US Navy Saildrone Explorer unmanned naval drone
Press TV – Nov 19, 2022
The commander of United States Central Command (CENTCOM) says a US-led task force will deploy over 100 unmanned vessels in the Persian Gulf region’s strategic waters, in spite of stern warnings from Tehran against such deployments.
General Michael Kurilla said on Saturday that the deployment will be completed by next year, claiming that it aims to stave off maritime threats.
“By this time next year, Task Force 59 will bring together a fleet of over 100 unmanned surface and subsurface vessels operating together, communicating together and providing maritime domain awareness,” said Kurilla, who was sanctioned by the Islamic Republic last month for supporting terrorism and inciting violence against the Iranian nation during the recent riots.
Task Force 59 was created in Bahrain in September 2021 to integrate unmanned systems and artificial intelligence into the Pentagon’s Middle East operations, after a series of drone attacks blamed on Iran.
Iranian Foreign Minister Hossein Amir-Abdollahian said earlier in the day that the pervasive presence of unmanned vessels by extra-regional countries has doubled the region’s problems.
“We consider the presence of [extra-regional] forces in the region to be a threat to the peace and stability of the region, and we believe that they have become a threat to the Persian Gulf region and the Oman Sea, as well as energy security in the region,” Amir-Abdollahian said at a joint press conference with his Omani counterpart Sayyid Badr Albusaidi in Tehran.
He added the Islamic Republic believes that regional countries are capable of preserving the peace and security of the region by themselves.
Top Iranian officials and commanders have repeatedly warned against the presence of foreign forces in the region, saying Tehran deems such presence to be contradictory to regional peace, stability, and cooperation.

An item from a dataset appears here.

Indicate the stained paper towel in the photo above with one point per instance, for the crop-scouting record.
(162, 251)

Meanwhile, Kurilla also said that in addition to the unmanned vessels, the US is “building an experimentation program here in the Middle East to beat adversary drones with our partners.”
He was apparently referring to Iranian drones, which he claimed to be “the greatest technological threat to regional security.”
Although faced with severe US sanctions targeting its military, Iran has successfully advanced its defense program in recent years, achieving what the former head of the US Central Command once called “overmatch” – a level of military capability in which a country is extremely difficult to be defeated.
Iran “can strike effectively across the breadth and depth of the Middle East. They could strike with accuracy, and they could strike with volume,” General Frank McKenzie said last year.
“Iran’s strategic capacity is now enormous,” he said. “They’ve got overmatch in the theater – the ability to overwhelm.”
Despite the commotion created over its military development, Iran has made clear that its missile and drone programs are defensive in nature.
The Islamic Republic keeps reassuring its neighbors that it wants peace and stability in the region and friendly ties with neighbors. The country has also voiced willingness to provide advanced scientific and military technologies to friendly and neighborly states.